6. Cadence of Hyrule – Crypt of the NecroDancer Featuring The Legend of Zelda. A delightful blend of The Legend of Zelda: A Link to the Past and Crypt of the NecroDancer. Just long enough and challenging enough. Amazing music. So happy it got made.
5. Rage 2. Got flack for being unoriginal, but I hadn't played any of the other open world shooters from which it cribbed (i.e. Borderlands) so I found it refreshing, with just enough style to complement the absolutely fantastic combat. I mostly drove around for 30 hours knocking out enemy outposts and I was actually pretty bummed to see it end.
4. Super Mario Maker 2. What it lost in its creation interface, it gained in an improved set of level elements and scenery to add. The lack of web integration to share levels online (especially compared with Super Mario Maker) is unforgivable in 2019 but expected from Nintendo. I still had a ton of fun making levels with my kids, playing other folks' stuff, and digging into the story mode.
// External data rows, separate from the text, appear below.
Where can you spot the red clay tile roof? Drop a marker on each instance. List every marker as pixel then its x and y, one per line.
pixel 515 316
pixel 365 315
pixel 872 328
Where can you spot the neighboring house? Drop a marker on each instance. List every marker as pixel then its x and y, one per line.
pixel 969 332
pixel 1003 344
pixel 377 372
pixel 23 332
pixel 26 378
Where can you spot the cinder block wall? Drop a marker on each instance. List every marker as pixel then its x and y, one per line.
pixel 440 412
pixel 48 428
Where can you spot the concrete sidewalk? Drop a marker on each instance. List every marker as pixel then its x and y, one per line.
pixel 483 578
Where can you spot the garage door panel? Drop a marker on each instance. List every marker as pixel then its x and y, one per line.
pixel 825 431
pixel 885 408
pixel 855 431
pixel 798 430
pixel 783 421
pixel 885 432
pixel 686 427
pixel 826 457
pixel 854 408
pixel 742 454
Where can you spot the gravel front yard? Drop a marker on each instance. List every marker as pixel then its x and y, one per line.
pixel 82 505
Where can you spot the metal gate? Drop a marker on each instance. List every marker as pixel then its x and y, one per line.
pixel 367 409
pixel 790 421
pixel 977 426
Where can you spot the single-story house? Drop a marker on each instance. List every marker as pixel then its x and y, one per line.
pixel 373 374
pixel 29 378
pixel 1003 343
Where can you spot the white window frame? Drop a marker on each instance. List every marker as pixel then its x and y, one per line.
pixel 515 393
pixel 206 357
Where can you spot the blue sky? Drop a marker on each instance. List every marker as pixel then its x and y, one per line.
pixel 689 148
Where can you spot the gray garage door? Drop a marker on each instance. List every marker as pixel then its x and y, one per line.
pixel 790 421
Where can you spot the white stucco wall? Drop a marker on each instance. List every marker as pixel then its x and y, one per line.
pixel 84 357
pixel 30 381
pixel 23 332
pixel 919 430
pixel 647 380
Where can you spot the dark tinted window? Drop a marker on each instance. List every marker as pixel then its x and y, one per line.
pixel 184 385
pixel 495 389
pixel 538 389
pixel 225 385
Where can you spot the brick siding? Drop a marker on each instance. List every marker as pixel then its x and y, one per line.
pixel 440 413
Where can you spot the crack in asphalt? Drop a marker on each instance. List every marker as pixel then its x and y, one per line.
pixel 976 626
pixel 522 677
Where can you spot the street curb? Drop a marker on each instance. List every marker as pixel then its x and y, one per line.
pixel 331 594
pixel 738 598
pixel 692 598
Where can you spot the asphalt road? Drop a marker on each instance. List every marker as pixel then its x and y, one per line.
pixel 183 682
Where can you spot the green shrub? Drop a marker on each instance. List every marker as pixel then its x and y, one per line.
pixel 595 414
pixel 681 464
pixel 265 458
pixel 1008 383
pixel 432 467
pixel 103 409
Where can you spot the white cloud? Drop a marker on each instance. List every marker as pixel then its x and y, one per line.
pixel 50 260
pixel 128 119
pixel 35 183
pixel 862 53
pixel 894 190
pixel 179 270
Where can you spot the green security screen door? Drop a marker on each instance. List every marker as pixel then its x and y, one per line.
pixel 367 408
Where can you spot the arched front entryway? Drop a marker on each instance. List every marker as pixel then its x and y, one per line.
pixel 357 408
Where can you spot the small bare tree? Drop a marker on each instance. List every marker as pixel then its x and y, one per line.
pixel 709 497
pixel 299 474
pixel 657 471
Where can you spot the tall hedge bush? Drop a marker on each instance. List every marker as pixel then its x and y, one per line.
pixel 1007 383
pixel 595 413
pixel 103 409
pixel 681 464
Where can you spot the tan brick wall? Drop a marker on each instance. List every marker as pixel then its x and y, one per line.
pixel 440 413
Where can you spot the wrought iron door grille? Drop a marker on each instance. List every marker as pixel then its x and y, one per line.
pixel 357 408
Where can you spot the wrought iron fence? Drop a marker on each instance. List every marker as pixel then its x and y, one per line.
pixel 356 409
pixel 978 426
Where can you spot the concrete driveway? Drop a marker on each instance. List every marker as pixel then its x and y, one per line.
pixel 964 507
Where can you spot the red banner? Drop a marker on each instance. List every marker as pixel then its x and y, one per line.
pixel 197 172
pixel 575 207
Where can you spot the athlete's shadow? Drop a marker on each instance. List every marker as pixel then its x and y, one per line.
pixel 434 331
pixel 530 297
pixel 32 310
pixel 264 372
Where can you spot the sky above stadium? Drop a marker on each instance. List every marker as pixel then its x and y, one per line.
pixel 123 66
3. Luigi's Mansion 3. The first game my son and I have finished together cooperatively. It's perfectly crafted for this experience, with Gooigi the best designed-for-kids co-op companion I've ever seen. It's charming, colorful, thrilling but not scary. There's so much to interact with, so much attention to detail. The boss fights had nowhere near enough QA, and there's a lot of missing instruction that make something so obviously designed to be played by/with kids really frustrating. But we got past it and my son and I bonded over some awesome moments where he stepped up and took out some critical ghosts, or solved puzzles that I couldn't. What a treasure.
2. The Outer Worlds. I couldn't put this down, mostly because I loved exploring the different planets and environments, and because the combat and loot were really satisfying. A great, relatively succinct story that I'm eager to replay with another set of companions and choices and maybe even weapons and skills.
1. The Legend of Zelda: Link's Awakening. A near-perfect remake of one of my favorite Zelda games, the first one that I replayed over and over. As much as LTTP or The Legend of Zelda: The Wind Waker are superior technically, there's so much in Awakening that are more meaningful to me. Playing the instruments in front of the Wind Fish for the first time still gives me chills. But what really cemented this was the impact on my kids. The adorable clay-character art style grabbed my kids, and my son really fell in love with the Zelda universe because of it. He listens to the soundtrack on his own, went full bore as Link for Halloween, and he and his sister dreamed up stories, wrote comics, and built Lego worlds based on Marin and Link and this world. Watching him drawn in by this game just like I was when I was a kid is a memory of 2019 I'll always love.